Camex
| IATA | ICAO | Call sign |
| Z7 | CMS | CAMEX |
- Commenced operations: 23 April 2018; 8 years ago
- Hubs: Tblisi International Airport
- Subsidiaries: CAMEX Adria Airlines
- Fleet size: 4
- Destinations: Athens, Istanbul, Baku, Milan, Almaty, Urümqi, Guangzhou
- Headquarters: Tbilisi, Georgia (country)
- Website: camex.aero

= Camex (airline) =

Georgia (country) cargo airline, established in 2020

Camex (IATA code: Z7) is a cargo airline based at Tbilisi, Georgia's Tbilisi International Airport. The airline was established in 2020 by parent company Camex International, a cargo company. Camex uses Boeing 737-800 Converted Freighter aircraft.

== History ==
On May 8, 2022, Camex received their air operator's certificate from the Georgian Civil Aviation Administration.

Camex received its first aircraft, a former Ryanair aircraft that was in Guangzhou, China, on July 7 of that year. The airplane is owned by Nomura, Babcock and Brown, which leases it to the Georgian airline.

The airline was formally launched on August 1, 2022, in an event that was attended by, among many others, United States ambassador to Georgia, Kelly Degnan.

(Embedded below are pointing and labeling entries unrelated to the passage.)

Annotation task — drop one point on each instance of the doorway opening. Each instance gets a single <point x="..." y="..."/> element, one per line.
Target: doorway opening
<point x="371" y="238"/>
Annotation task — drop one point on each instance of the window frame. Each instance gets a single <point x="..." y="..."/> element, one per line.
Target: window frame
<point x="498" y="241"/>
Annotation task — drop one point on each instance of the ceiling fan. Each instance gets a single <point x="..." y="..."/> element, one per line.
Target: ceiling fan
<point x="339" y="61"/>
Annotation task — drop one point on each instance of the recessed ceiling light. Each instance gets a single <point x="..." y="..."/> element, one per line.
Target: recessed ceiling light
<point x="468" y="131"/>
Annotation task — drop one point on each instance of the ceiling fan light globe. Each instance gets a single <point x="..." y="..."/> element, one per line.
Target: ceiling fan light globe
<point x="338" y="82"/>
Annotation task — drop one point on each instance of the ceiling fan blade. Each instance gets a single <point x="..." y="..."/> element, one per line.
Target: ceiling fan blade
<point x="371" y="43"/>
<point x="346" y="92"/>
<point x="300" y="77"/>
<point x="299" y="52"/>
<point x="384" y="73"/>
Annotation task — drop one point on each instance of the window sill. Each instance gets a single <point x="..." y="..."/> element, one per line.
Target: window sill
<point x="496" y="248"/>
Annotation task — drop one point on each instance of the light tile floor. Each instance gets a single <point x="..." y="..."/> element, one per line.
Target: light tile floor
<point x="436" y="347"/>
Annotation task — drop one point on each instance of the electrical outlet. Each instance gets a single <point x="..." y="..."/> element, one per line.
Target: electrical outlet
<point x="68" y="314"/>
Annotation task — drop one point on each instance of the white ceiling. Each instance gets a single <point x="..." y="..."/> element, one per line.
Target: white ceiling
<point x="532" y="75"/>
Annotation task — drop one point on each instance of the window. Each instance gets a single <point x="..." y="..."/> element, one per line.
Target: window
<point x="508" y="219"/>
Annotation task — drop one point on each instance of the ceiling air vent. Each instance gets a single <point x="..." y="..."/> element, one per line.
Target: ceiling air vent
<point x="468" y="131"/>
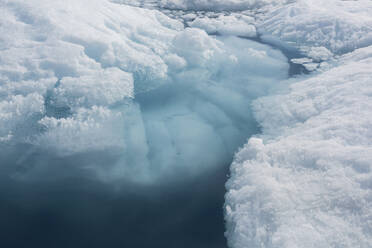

In January 2023, Camex announced that they will set up a subsidiary in Slovenia named Camex Adria Airlines. The company successfully applied for a European operational license in December 2023. The subsidiary operates a single Boeing 737-800BCF freighter.

== Fleet ==
===Current fleet===
As of July 2026, Camex operates the following aircraft:

Camex Fleet
| Aircraft | In service | Orders | Notes |
|---|---|---|---|
| Boeing 737-800BCF | 1 | — |  |
| Boeing 737-800SF | 1 | — |  |
| Boeing 767-300ER(BDSF) | 2 | — |  |
| Total | 4 | — |  |

===Former fleet===
As of August 2025, Camex operated 1 Boeing 737-800BCF, 1 Boeing 737-800SF and 2 Boeing 767-300ER(BDSF).